“Follow the Science”

I can’t help but shudder when I hear the phrase “follow the science.”  As a student of history, I am keenly aware why there has never been a successful nation governed by scientists.

On the face of it, one would think the rule of experts would be a good and desirable thing – dedicated people, well-educated and specially prepared to address the issues facing a nation and its people.

As with many tidbits of conventional wisdom, reality presents a dramatic departure from the anticipated result.

"Follow the science," is not a new phrase. Ever since the utility of data and controlled experimentation grew into a widely accepted “scientific method,” this phrase has accompanied every subsequent use of those results.  If people are to change their ways, “proof” will be required, and science often filled that role ably.

However, it also formed the foundation of one of the most brutal and horrific regimes in history.

The National Socialists of Germany (NAZI) are known for their violent intimidation tactics, however, they did not have uniformed thugs at the vanguard of their movement - they had lab-coated scientists promising a better way of doing things.

It was the imprimatur of legitimacy granted by the "experts" that empowered the uniformed thugs to employ violence and intimidation to bring forth the "Neues Reich," (the "New Empire/Realm) promised to the people, if they would only have the courage to "follow the science."

The Nazis ushered in a golden age of scientific inquiry in Germany.  Within every discipline, the Party became the chief driver of research and the ultimate arbiter of its end use.  As the primary funding source, the government held sway over the methodology, and the parameters of inquiry.

Virtually nothing was off-limits to a Nazi scientist.  Moral codes were no longer applicable if the research promised benefit to the Reich.  Laws were changed to remove obstacles to formerly taboo lines of inquiry and study, such as human experimentation, even vivisection.  Surgeries conducted without anesthesia to determine the effects of pain on survivability were the sort of “experiments” the regime conducted while “following the science.”

If you can imagine it, they did it, and documented it religiously, leaving behind a vast archive of information that posed both temptation and revulsion for scientists of successive generations.

Ultimately, the revulsion outweighed the value of the data, and information obtained by such anti-human, brutal means was declared off limits for use or study, with much of it destroyed to prevent contraventions of the edict.

From the lessons of the Nazis we find the reason governments are not wisely entrusted to the scientific/technological elite.  The vagaries of dispassionate researchers are parochial in nature, limited in scope to the object of study. 

The singlemindedness of a good scientist, while a desirable trait in their profession, is a disaster in a leader.  Their necessarily narrow viewpoint precludes the big-picture thinking required of an effective head of government.  The scientist is like the hammer, seeing everything as a nail, incapable of viewing the world around them through a wider lens.

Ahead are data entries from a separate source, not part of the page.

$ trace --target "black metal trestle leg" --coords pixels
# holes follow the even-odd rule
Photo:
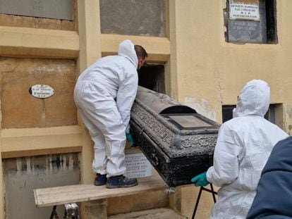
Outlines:
[[[51,217],[49,217],[49,219],[53,219],[54,217],[55,217],[56,219],[59,219],[58,214],[56,211],[56,206],[54,206],[53,210],[51,210]]]
[[[75,203],[66,204],[64,208],[63,219],[80,219],[78,206]],[[49,219],[53,219],[54,217],[59,219],[56,209],[56,206],[54,206]]]
[[[200,188],[199,194],[197,194],[197,201],[195,201],[195,209],[194,209],[194,211],[193,213],[192,219],[195,218],[195,213],[197,213],[197,206],[199,205],[200,199],[201,198],[202,192],[203,190],[211,192],[212,195],[213,196],[214,203],[216,203],[215,194],[217,194],[217,193],[215,191],[214,191],[213,185],[212,184],[210,184],[210,187],[211,187],[211,189],[206,189],[204,187],[201,187]]]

Consequently, a scientifically led government is a government without foundation.  As science progresses and knowledge expands, the foundation (previously thought to be firm) necessarily shifts beneath the structures built upon it, weakening them to the point of collapse.

Clearly, a government cannot permit the foundational ethos of an entire nation to shift so crazily, so unexpectedly, without catastrophic results. 

To prevent these convulsions, those charged with maintaining the structures of society exert the power of government to prevent the introduction of transformative knowledge, or at least tightly manage its influence.  This inexorably leads to a stifling of innovation as all change agents are met with suspicion rather than welcomed as advancements.

Many have wondered why the daily lives of those behind the “Iron Curtain” seemed to be frozen in early to mid-20th century time, with the time-saving conveniences of the West nowhere to be seen.  Now you know why.  Following the science eventually leads to an unhealthy stasis, as the mechanisms of progress calcify in the climate of political correctness.

Science is an essential part of our lives, but it is a part of our lives, not a fulfillment of them.  Science informs life, it doesn’t control, nor establish it.  Science provides insight into that which is; it doesn’t alter the fundamentals of existence, it merely tries to reveal them, and even then, imperfectly.

New discoveries are made daily, dramatic breakthroughs that upend long-held beliefs, necessitating address by each of us, both individually and through our systems of collective action, like government and culture.  It is the danger of attempting to control change driven by new information that inevitably leads to the death of progress.

The ever-changing nature of true scientific inquiry precludes slavish devotion to the ever-changing pronouncements made by those who make these discoveries.

There is a reason governments throughout history have encouraged scientists to “stay in their lane.”

Their errors cannot be undone.  Just ask the Germans, Soviets and Eastern Bloc nations.  Oh wait, you can’t.  Those best equipped to warn you of the danger were victims of “following the science.”